Hello Jules! yes we do use different types of worker nodes and we need separate setup per worker node type. This is one of our example cluster yaml:
available_node_types:
# Configurations for the head node.
head:
# The node type's CPU and GPU resources are auto-detected based on AWS instance type.
# If desired, you can override the autodetected CPU and GPU resources advertised to the autoscaler.

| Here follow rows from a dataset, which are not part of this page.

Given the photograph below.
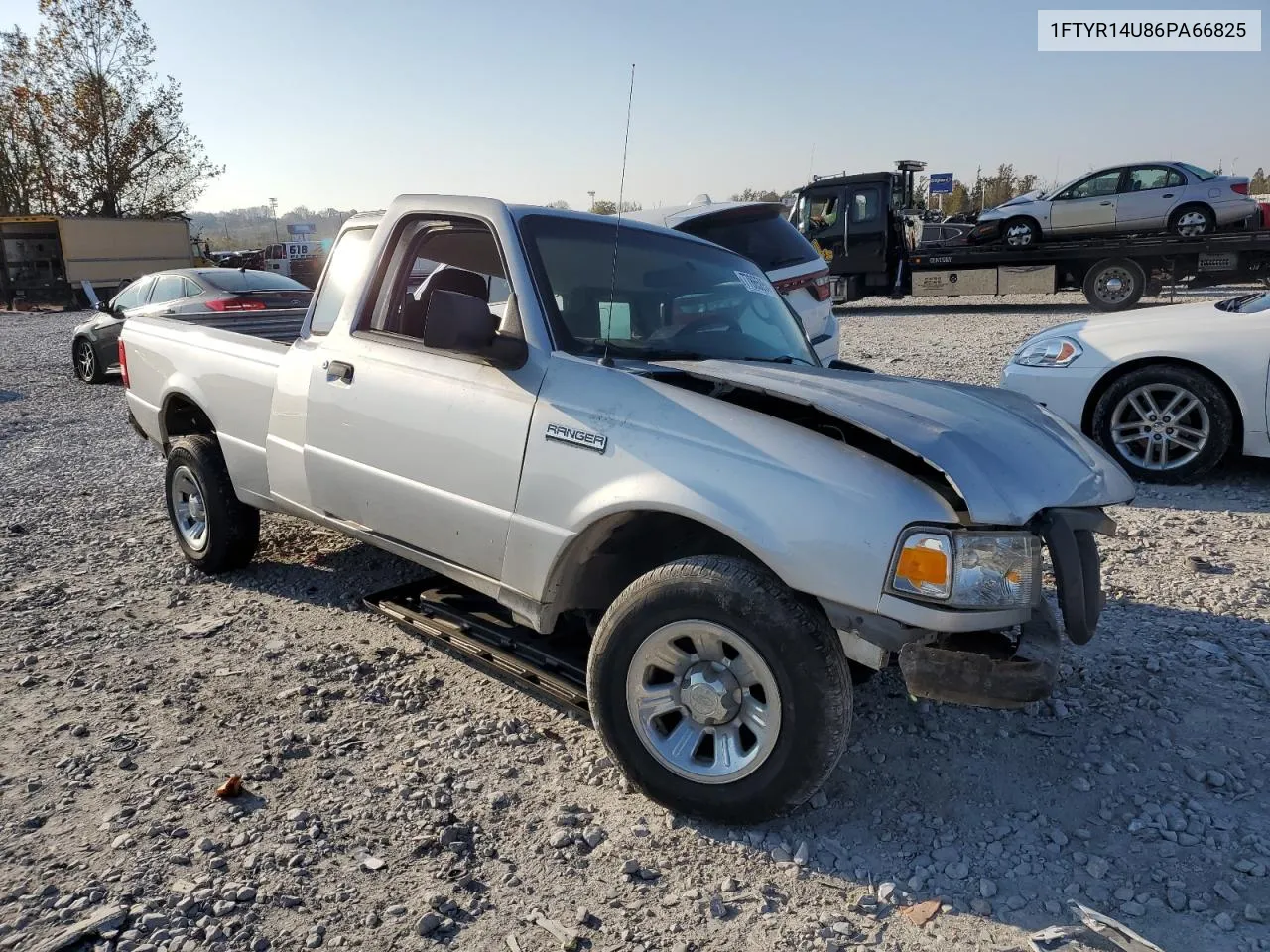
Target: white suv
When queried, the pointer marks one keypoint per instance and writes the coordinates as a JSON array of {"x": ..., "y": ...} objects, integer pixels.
[{"x": 760, "y": 231}]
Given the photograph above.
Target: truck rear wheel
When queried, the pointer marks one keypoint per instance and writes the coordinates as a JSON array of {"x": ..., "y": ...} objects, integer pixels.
[
  {"x": 214, "y": 530},
  {"x": 717, "y": 690},
  {"x": 1114, "y": 285}
]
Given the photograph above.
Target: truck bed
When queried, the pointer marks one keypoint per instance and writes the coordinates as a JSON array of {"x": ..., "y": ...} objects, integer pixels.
[
  {"x": 278, "y": 326},
  {"x": 227, "y": 366},
  {"x": 965, "y": 255}
]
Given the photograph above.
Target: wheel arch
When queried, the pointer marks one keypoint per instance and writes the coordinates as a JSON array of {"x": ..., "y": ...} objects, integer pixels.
[
  {"x": 1193, "y": 203},
  {"x": 619, "y": 547},
  {"x": 1119, "y": 371},
  {"x": 182, "y": 416}
]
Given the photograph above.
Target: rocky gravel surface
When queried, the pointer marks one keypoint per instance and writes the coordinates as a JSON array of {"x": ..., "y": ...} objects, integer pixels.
[{"x": 394, "y": 798}]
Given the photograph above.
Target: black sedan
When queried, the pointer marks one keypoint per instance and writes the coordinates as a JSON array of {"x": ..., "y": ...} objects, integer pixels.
[{"x": 181, "y": 291}]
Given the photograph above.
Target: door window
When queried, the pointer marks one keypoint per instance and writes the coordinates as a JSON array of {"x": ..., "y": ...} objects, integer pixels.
[
  {"x": 1148, "y": 178},
  {"x": 132, "y": 296},
  {"x": 454, "y": 255},
  {"x": 1098, "y": 185},
  {"x": 865, "y": 204},
  {"x": 168, "y": 287}
]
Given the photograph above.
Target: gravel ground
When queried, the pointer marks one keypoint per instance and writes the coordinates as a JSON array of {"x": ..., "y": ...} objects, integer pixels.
[{"x": 399, "y": 800}]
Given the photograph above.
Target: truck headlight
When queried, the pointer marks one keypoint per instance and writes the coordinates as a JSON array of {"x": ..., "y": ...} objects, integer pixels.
[
  {"x": 1051, "y": 352},
  {"x": 968, "y": 569}
]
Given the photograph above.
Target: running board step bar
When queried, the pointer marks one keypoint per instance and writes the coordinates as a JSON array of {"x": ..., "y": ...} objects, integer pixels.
[{"x": 476, "y": 629}]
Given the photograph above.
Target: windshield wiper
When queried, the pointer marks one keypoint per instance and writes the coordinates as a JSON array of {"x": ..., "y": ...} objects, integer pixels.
[{"x": 783, "y": 358}]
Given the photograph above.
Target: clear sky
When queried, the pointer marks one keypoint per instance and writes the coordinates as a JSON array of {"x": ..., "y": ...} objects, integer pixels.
[{"x": 348, "y": 103}]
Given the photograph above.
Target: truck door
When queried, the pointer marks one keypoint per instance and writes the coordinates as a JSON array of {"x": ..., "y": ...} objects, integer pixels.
[
  {"x": 421, "y": 445},
  {"x": 866, "y": 229},
  {"x": 817, "y": 216}
]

# You can also set custom resources.
# For example, to mark a node type as having 1 CPU, 1 GPU, and 5 units of a resource called "custom", set
# resources: {"CPU": 1, "GPU": 1, "custom": 5}
resources: {"head_workers": 64}
node_config: # comes from https://boto3.amazonaws.com/v1/documentation/api/latest/reference/services/ec2.html#EC2.ServiceResource.create_instances
#InstanceType: m6i.8xlarge
InstanceType: r6id.16xlarge
#ImageId: ami-0dc2e3e2f9cca7c15
#ImageId: ami-0aa7d40eeae50c9a9
ImageId: ami-006dcf34c09e50022
UserData: "\n#!/bin/bash\nyum install -y htop\nyum install -y amazon-cloudwatch-agent\n/opt/aws/amazon-cloudwatch-agent/bin/amazon-cloudwatch-agent-ctl -a start -m ec2 -c default\n"
IamInstanceProfile:
Arn: arn:aws:iam::146036223160:instance-profile/ray-autoscaler-v1
KeyName: gilvikra_146036223160
SubnetIds:
- subnet-004c4ce44e904a937
- subnet-012696da88467548c
- subnet-094edaca2285f2d5f
- subnet-0c4cdee1bb4356ffb
- subnet-0d9b2559c86202f90
- subnet-0b6aa8113286f3b69
EbsOptimized: True
BlockDeviceMappings:
# root device is xvda for al2, ubuntu cannot mount more than 2TB by default as root volume, https://aws.amazon.com/premiumsupport/knowledge-center/ec2-ubuntu-convert-mbr-to-gpt/, https://www.dolthub.com/blog/2022-05-02-use-more-than-2TB-ubuntu-ec2/
#- DeviceName: /dev/sdb
- DeviceName: /dev/xvda
Ebs:
VolumeSize: 5000
VolumeType: io2
# can go up to 64000
Iops: 15000
# Configurations for the worker nodes.
# Relevant info: https://github.com/aws-neuron/aws-neuron-eks-samples/blob/master/dp_bert_hf_pretrain/cfn/eks_ng_stack.yaml
worker_trn:
# To experiment with autoscaling, set min_workers to 0.
min_workers: 1
#min_workers: 6
max_workers: 16
# The node type's CPU and GPU resources are auto-detected based on AWS instance type.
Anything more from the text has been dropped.